Trois heures après, la comtesse Artoff reçut du docteur mulâtre le billet suivant :
« Madame la comtesse,
« M. de Kergaz m’a accompagné lui-même chez le juge d’instruction à qui l’affaire ténébreuse de Clignancourt est confiée.
« Ce magistrat, sur l’assurance que je lui ai donnée de tenir Zampa à la disposition de la justice, n’a point hésité à signer un ordre de mise en liberté provisoire.
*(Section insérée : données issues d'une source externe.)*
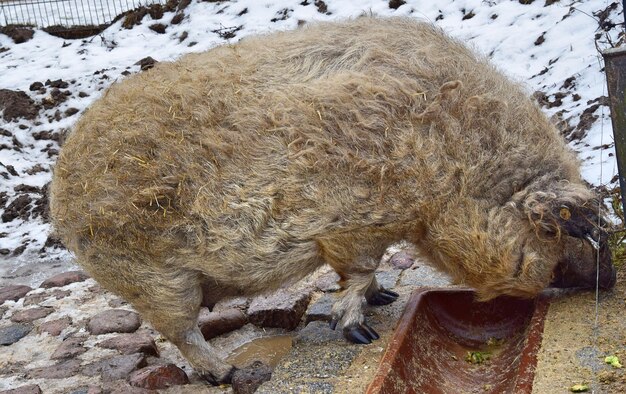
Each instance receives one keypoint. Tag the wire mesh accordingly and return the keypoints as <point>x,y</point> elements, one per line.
<point>66,13</point>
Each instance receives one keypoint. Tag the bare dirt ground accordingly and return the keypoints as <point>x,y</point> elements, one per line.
<point>574,346</point>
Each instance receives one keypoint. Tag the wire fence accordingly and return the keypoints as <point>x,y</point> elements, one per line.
<point>66,13</point>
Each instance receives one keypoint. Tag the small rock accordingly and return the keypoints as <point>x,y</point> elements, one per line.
<point>122,387</point>
<point>248,379</point>
<point>19,208</point>
<point>320,309</point>
<point>282,309</point>
<point>240,303</point>
<point>146,63</point>
<point>158,377</point>
<point>177,18</point>
<point>13,292</point>
<point>19,34</point>
<point>70,347</point>
<point>35,86</point>
<point>16,104</point>
<point>401,260</point>
<point>61,370</point>
<point>30,389</point>
<point>13,333</point>
<point>395,4</point>
<point>55,327</point>
<point>116,302</point>
<point>32,314</point>
<point>114,320</point>
<point>214,324</point>
<point>64,279</point>
<point>116,367</point>
<point>328,282</point>
<point>59,83</point>
<point>71,111</point>
<point>132,343</point>
<point>158,28</point>
<point>34,299</point>
<point>87,390</point>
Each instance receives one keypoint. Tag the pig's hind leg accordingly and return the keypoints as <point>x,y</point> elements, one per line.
<point>169,297</point>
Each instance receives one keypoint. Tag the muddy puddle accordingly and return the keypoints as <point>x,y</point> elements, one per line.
<point>269,350</point>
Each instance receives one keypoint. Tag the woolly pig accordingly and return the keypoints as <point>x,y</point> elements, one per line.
<point>234,171</point>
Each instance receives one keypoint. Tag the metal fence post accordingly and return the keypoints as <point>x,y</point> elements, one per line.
<point>615,68</point>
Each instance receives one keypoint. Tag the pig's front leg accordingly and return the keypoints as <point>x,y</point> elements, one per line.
<point>359,283</point>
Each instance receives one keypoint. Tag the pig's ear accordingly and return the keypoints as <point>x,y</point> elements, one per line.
<point>569,210</point>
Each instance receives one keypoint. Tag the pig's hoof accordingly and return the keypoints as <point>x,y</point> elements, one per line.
<point>361,333</point>
<point>382,297</point>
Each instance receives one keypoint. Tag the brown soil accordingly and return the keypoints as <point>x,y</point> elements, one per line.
<point>574,346</point>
Le fou m’a été confié.
« Je suis allé le prendre moi-même à l’hospice Lariboisière ; il est chez moi maintenant, et, dès ce soir, je vais le soumettre à mon traitement.
« Sa constitution robuste me donne l’espoir qu’il résistera à cette terrible épreuve.
« Votre humble serviteur,
« DR SAMUEL ALBOT. »
– Ah ! murmura la comtesse après avoir lu cette lettre, si mes soupçons sont fondés, sir Williams, si réellement tu es revenu des terres australes guidé par le démon de la vengeance, tu me retrouveras préparée à une nouvelle lutte, et cette fois je ne te ferai pas grâce de la vie.
Baccarat se trompait, ce n’était pas de sa main que devait mourir sir Williams.